La question du silence dans l'interprétation des musiques patrimoniales et notamment médiévales est un sujet complexe. Bien au-delà de la simple question du silence comme « temps musical », il est important de le considérer comme un élément majeur de la pratique musicale de l'acoustique d'un lieu et de ce qu'elle implique dans la gestuelle interprétative. Bernard Vecchione précise à ce sujet que « le silence musical ne peut être perçu comme une absence de son, un anti-son, non son, mais comme un matériau qui appartient au sonore1» (Vecchione, 2009). Dans ce contexte, le silence représente l'avant son et l'après son et permet au musicien de façonner, de « pétrir » son geste musicien par son auralité mais également par son ressenti corporel (1). Le silence musical amène une prégnance, un apport qui nourrit le psychique de l'interprète et qui devient ainsi un élément majeur dans la création d'une interprétation. Le silence est, dès le Moyen-Âge, un élément intégré dans le “geste musicien”. Comme le chef lève les mains pour donner l'attaque de l'orchestre, la notation neumatique, qui signifie le signe de l'esprit, est constituée de cette attaque “du pré-son”: le moment où le son se prépare par la respiration et l'inspiration et précède la vibration, le son. De fait il y avait plusieurs silences: le silence qui précède le son, le silence “respiration” qui englobe les bruits du corps et de la colonne d'air et qui utilise le rapport à l'acoustique du lieu, de la résonance, enfin le silence qui suit le son et qui englobe une forme de rémanence pour l'auditeur. Cette mentalité du silence s'est transférée par la suite aux instruments et notamment à l'orgue médiéval, imitation parfaite du “souffle divin” mais également de la voix des hommes. Le soufflet étant “le poumon” artificiel créé par l'homme.

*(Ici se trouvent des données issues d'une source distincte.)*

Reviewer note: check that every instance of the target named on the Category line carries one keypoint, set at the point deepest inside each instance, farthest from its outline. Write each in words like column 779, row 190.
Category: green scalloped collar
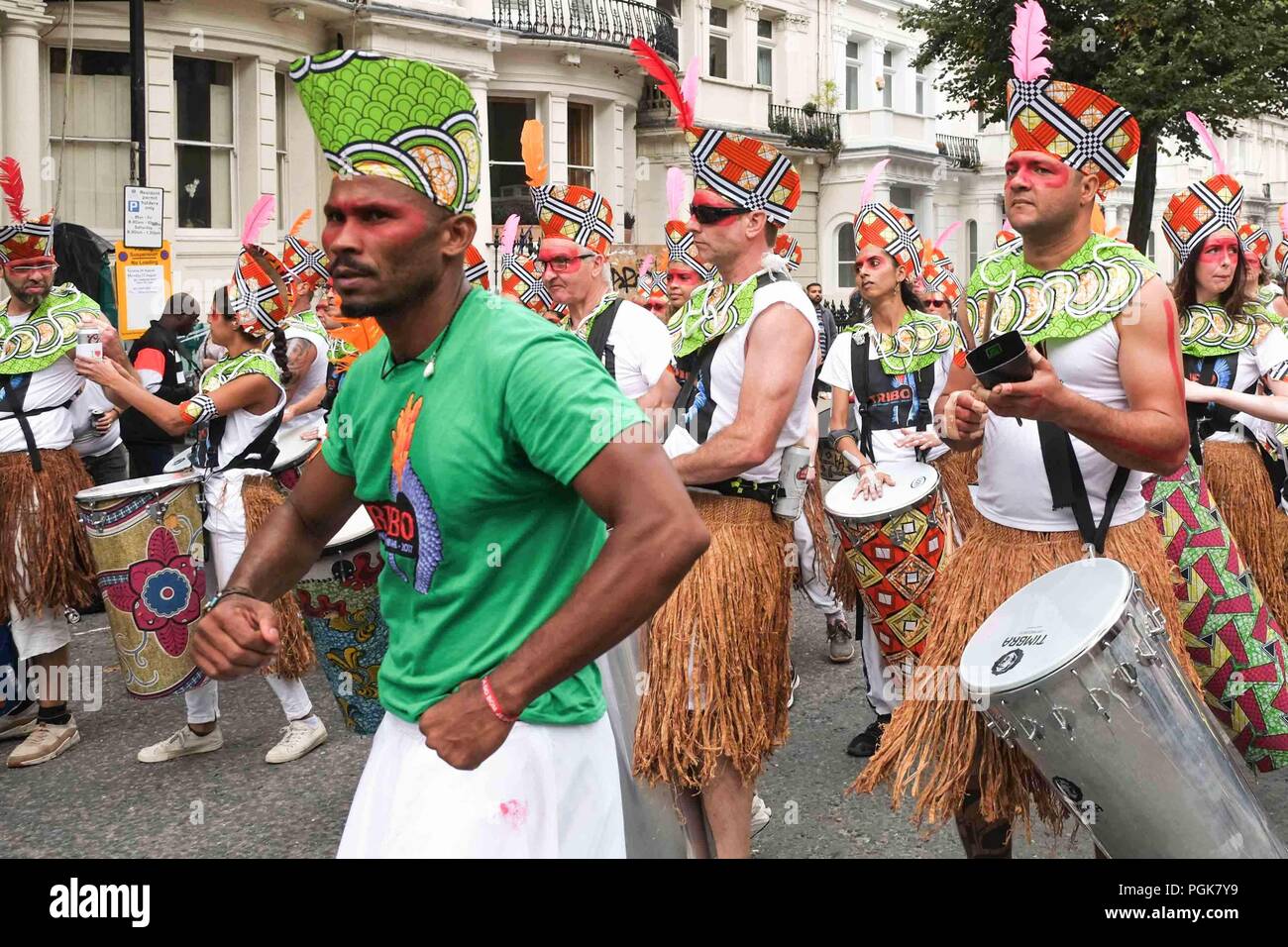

Cet écrin acoustique qu'est le lieu de production permet donc de constituer une matérialité sonore spécifique. Dans ce processus de recréation, l'industrie du disque a cherché depuis les années 60 à façonner un artifice esthétique en instituant d'une part une acoustique réverbérante « flatteuse » pour la stéréophonie, mais également un silence « de production » bien éloigné de ce qu'auraient pu être les conditions historiques de production. Avec l'arrivée du numérique et de l'augmentation de la plage dynamique de 50 db (Delalande, 2001, p. 60), le silence devient« audible », le silence de la salle s'entend et participe à l'enveloppe esthétique de l'enregistrement. Enfin, en parallèle, l'archéologie expérimentale et les modélisations 3D ont permis de reconsidérer les représentations visuelles des monuments historiques, d'offrir des reconstitutions précieuses pour les chercheurs (Pardoen : Projet Bretez, 2017), (Fiala : Projet ReviSmartin, 2016). Le son a ainsi bénéficié de l'apport des nouvelles technologies. L'évolution du rendu « binaural » (son 3D avec casque) a permis d'ouvrir des perspectives innovantes, tant sur le plan de l'étude des pratiques musicales, de la musicologie que des sciences du son. De fait, ces nouvelles expériences de l'espace, pour le musicien comme pour l'auditeur, ouvrent des perspectives scientifiques innovantes, situées entre théorie et pratique. L'immersion permet de dépasser les cadres habituels de production et de créer des situations nouvelles de re-création et de diffusion du patrimoine.

En prenant comme ancrage le point de vue du chercheur et de l'interprète nous proposons de présenter ici les enjeux de l'utilisation « des silences » musicaux et de l'acoustique des lieux patrimoniaux dans l'enregistrement discographique, ainsi que du rapport créatif avec les dispositifs son en 3 dimensions (binaural). Nous nous interrogerons ainsi sur l'écoute musicienne des musiques anciennes dans un contexte numérique reproduit en studio et sa capacité à se confronter aux nouvelles technologies immersives du son : explorer de nouvelles pistes de recherche sur les pratiques musicales et le geste musicien en liaison avec un univers sonore virtuel.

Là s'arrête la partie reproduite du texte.